We developed an IH system capable of inducing IH at variable frequency while maintaining a constant oxygen nadir. Figure 1 shows cage oxygen saturation, blood pressure, and heart rate in a mouse during exposures to 30 min of IH at varying ODI. Table 1 shows average mouse SaO2 during these exposures. As expected, increasing ODI lowered the average 30-min oxygen level, without altering the amplitude of fluctuations in SaO2. Telemetry monitoring also revealed that each oxygen desaturation was accompanied by a brief acceleration of heart rate, without altering blood pressure in a significant manner.

Fig. 1.

Fig. 1.

Intermittent hypoxia (IH) protocol. Representative tracing of cage O2%, blood pressure (BP), and heart rate (HR) during 30 min of IH, simulating an oxygen desaturation index (ODI) of 15, 30, or 60 events/h. Each desaturation lasted 1 min with a nadir of 10–12%, which resulted in a SpO2 nadir of 80%.

Table 1.

Mouse oximetry

Hypoxia Condition Mean SaO2, % Average Low SaO2, % High SaO2, %
ODI 0 (control) 97 ± 1 81 ± 4 97 ± 1
ODI 15 96 ± 3 80 ± 7 97 ± 1
ODI 30 93 ± 5 77 ± 4 97 ± 1
ODI 60 88 ± 4 78 ± 7 97 ± 1

ODI, oxygen desaturation index.

Effects of acute IH and sustained hypoxia.

Next, we examined the effect of acute sustained or IH (Fig. 2) on plasma glucose, FFA, glycerol, insulin, and lactate. Sustained hypoxia and IH both caused a dose-dependent increase in plasma glucose. Sustained hypoxia did not affect glycerol or insulin levels. During the most severe hypoxic condition (7%), FFA trended lower (P = 0.072) and lactate levels significantly increased. IH, by contrast, increased FFA at ODI 60, and had no effect on insulin or lactate at any frequency of ODI. To further examine kinetics of substrate elevations, we performed 5-h exposures to ODI 60 or 10% sustained hypoxia and measured glucose, FFA, and lactate at 1- to 1.5-h intervals (Fig. 3).
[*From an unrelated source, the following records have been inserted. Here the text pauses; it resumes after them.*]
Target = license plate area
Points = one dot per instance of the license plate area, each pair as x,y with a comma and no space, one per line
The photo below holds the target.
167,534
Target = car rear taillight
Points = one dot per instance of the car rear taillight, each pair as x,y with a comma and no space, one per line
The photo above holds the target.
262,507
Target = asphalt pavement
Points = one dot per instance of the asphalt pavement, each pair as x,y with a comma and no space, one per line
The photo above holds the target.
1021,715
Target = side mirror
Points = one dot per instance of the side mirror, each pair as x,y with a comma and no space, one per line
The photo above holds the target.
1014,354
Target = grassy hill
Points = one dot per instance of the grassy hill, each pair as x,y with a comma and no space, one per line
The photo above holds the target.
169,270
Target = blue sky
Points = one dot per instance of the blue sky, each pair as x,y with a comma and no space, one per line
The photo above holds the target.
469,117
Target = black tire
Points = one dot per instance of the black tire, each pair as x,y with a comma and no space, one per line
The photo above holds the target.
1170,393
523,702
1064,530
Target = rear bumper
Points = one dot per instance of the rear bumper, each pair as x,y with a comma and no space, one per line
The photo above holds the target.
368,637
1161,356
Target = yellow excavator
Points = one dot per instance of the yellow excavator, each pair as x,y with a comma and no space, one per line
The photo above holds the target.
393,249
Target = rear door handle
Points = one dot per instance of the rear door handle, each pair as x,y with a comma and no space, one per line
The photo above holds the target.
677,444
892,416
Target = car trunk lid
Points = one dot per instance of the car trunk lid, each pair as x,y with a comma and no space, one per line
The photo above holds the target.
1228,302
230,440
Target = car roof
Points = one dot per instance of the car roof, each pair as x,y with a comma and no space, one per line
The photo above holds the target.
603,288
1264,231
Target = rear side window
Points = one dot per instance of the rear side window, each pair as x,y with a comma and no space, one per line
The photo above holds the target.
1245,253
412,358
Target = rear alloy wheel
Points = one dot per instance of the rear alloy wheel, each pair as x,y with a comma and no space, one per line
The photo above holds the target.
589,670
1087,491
Both IH and sustained hypoxia increased glucose to the greatest extent in the first 2 h of exposure, followed by a decrease toward baseline by the end of the exposure. A similar pattern was observed for IH-induced FFA elevations. Sustained hypoxia decreased FFA after 5 h (P < 0.01). Sustained 10% hypoxia increased lactate throughout the 5-h exposure.

Fig. 2.

Fig. 2.

Effect of sustained hypoxia (SH) or IH on plasma glucose, free fatty acid (FFA), glycerol, insulin, and lactate. Both forms of hypoxia caused dose-dependent increases in glucose, whereas only ODI 60 increased FFA levels. Severe SH increased lactate. *P < 0.001 vs. 21% O2; **P < 0.01 vs. 21% O2; #P < 0.01 vs. ODI 0; ¥P < 0.05 vs. ODI 0.

Fig. 3.

Fig. 3.

Time course of glucose, FFA, and lactate levels during 5 h of 10% O2 SH or IH (ODI 60). Glucose was elevated by both forms of hypoxia, with the greatest increase observed in the first 2 h (P < 0.05 for ODI 0 vs. ODI 60 and SH for the 1.5-h time point). A similar early rise in FFA was observed during IH (P < 0.05 for ODI 0 vs. ODI 60 at the 1.5- and 3-h time points). SH decreased FFA relative to the other conditions at 5 h (P < 0.01). Lactate was increased only by SH (P < 0.05 for SH vs. other groups at 1.5-, 3-, and 5-h time points).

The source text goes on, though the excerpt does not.